ACCC product safety powers expanded
The ACCC’s powers in relation to product safety have been expanded. The regulator can now require retailers to provide information about unsafe products, including those from third-party suppliers, whereas previously they could only require suppliers to do this.
Practically, this means retailers could be required to provide information about unsafe products they are selling, even if their supplier is based overseas.
The ACCC and ASIC have also been given additional powers to undertake investigations of possible unfair contract terms under Australian consumer law.
Pricing regulations changed
Pricing regulation is changing.

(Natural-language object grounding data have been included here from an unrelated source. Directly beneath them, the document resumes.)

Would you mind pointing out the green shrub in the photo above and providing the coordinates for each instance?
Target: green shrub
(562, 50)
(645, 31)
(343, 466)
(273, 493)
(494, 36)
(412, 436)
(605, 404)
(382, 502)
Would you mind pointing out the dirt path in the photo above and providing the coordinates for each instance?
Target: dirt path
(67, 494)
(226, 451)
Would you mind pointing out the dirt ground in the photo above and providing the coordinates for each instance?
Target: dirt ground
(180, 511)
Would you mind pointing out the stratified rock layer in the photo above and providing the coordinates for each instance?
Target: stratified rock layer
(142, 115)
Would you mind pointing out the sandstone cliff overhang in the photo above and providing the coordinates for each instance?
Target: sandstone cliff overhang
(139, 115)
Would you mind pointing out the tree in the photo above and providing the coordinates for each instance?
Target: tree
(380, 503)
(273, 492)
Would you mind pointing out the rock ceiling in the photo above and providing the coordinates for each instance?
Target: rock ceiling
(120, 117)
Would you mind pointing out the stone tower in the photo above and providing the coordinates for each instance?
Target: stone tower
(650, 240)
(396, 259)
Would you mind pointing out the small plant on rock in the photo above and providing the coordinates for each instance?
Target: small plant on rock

The single price provided to consumers must now include the price of pre-selected options.
The single price must be clearly displayed when selling goods and must be the minimum total cost of an item which includes all taxes, duties and extra fees — but not optional extras.
In practice, under the current rules, consumers who don’t deselect product options that are pre-selected can be charged a higher price than the single price (also called the headline price).
Currently, pre-selected options are classified as optional extras, but this is changing so they are included.
Consumer guarantees clarified
An exemption in consumer guarantee laws has been clarified so the requirement to provide a guarantee for the transport and storage of goods no longer extends to consumers in some circumstances.
Previously consumers could be exempt from consumer guarantees on transport or goods storage, particularly when they were ordering goods for personal and business use at the same time.
Laws around unsolicited agreements have also been clarified to make clear unsolicited consumer agreements apply when a dealer and a consumer meet away from a supplier’s business or trade premises.
The definition of unsolicited services has also been amended to include services which have not been requested and not supplied, effectively making it easier to enforce false billing provisions where a company has provided a service which was not asked for.
Unconscionable conduct, community services outsourcing and financial products
The definition of unconscionable conduct under Australian consumer law has been expanded to include situations where the party (referred to as the ‘person’) is a publicly listed company.
In practice, this primarily relates to the provision of financial services.
Courts can now require a party that has been found to have breached Australian consumer law to engage a third-party to perform their community service.
The Australian Securities and Investments Commission Act 2001 has been clarified to expand consumer law protections to financial products as well as financial services.